54 Km away from Aleppo, lies the excavation site that used to be the capital of an ancient kingdom. Ebla the ancient city found at Tell Mardikh is one of the most important Bronze Age sites discovered since the Second World War but it yields few of its secrets to the naked eye.

The history of Ebla and its place in the Bronze Age civilizations of the area is a fascinating piece of historical reconstruction marked by considerable controversy. The discovery in 1975 of a major archive of clay tablets at Ebla should throw much light on the period and the inter-relationships between the kingdoms and city/states of the area but the work of translating and publishing the tablets is making slow progress.

In 1964 an Italian excavation team began to dig here and discovered this Bronze Age city. It reveals a Syrian counterpart to the major centers of Sumer and Akkad in southern Iraq, and north into Anatolia. Not much is known about the people of this kingdom, although it is thought that the founders are of Amorite descent. Their language is known as Eblaic, and it was recorded on clay tablets in the Akkadian cuneiform.

It is clear that Ebla was an important power in northern Syria in the late third and early second millennia, particularly as a trading hub. The considerable agricultural Ebla reached the peak of its prosperity in the period 2400 - 2250 BC, bringing under its control most of the western part of northern Syria and enjoying close relations with Mari to the east.

Syria EblaNot Ebla's days of glory were brought to an end either by Sargon, the first great Akkadian ruler or his grandson, Naram Sin (around 2250 BC). Though the city survived for another 600 years, it never regained its central role. It was sacked around 2000 BC and incorporated into the Kingdom of Yamhad (Aleppo). And then fell to the Hittites around 1600 BC. The last historical mention of Ebla is from 1450 BC when the Egyptian Pharaoh Thutmose III recorded on a monument at Karnak that the Egyptian army marched through this city on its way to the Euphrates.

The remains of Bronze Age tell are of enormous dimensions (50 ha) and only a small fraction has been exposed in the Italian excavations.

The city is circular and surrounded by a 20 to 30 meter thick wall and had an acropolis in the center of it. At four points round the city, the wall was perforated by gateways guarded by bastions with towers. One of these Bronze Age gateways is still evident on the southwest side of the city walls.

The acropolis at the center includes two palaces, the best preserved one is the royal palace on the west side that consists of the royal quarters and an administrative area.
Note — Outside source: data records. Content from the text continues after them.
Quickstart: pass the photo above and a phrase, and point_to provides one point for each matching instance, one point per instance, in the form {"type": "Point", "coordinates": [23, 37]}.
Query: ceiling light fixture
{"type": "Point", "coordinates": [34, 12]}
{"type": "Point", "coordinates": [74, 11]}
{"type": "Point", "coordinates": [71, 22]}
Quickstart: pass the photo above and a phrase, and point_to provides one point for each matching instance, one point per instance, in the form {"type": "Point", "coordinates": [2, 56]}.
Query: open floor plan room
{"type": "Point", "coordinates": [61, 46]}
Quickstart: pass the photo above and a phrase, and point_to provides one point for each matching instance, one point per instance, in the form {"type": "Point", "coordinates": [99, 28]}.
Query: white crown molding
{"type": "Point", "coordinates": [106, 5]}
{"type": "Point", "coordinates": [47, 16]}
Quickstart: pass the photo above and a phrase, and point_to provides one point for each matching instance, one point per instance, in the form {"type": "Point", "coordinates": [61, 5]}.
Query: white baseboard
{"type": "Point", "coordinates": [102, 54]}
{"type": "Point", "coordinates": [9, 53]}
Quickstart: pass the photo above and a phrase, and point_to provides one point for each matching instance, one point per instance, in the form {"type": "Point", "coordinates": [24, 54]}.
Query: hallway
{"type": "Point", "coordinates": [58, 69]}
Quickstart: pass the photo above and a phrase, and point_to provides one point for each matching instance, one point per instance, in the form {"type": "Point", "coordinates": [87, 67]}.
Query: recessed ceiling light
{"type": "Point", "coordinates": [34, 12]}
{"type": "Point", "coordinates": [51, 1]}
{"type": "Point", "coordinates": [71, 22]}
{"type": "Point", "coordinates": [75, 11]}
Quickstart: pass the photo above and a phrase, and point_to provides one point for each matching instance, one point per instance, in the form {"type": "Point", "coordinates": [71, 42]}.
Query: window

Three underground chambers formed of natural caves lay beneath the administrative area and were later (18th century BC) used for burial of royalties during the period 1825 - 1650 BC.

The palace archives were found in the southern part of this palace. North of the tell are the remains of an Amorite fortress, which was found under a villa dating back to the Persian/Hellenistic periods.

An Aramean fortress dating back to the 9th and 8th centuries BC, and other remains from the Persian/ Byzantine show that it was still used, although it had lost its fame and was for the most part an abandoned city.

Note: Most of the artifacts and archives can be found at the Idleb museum.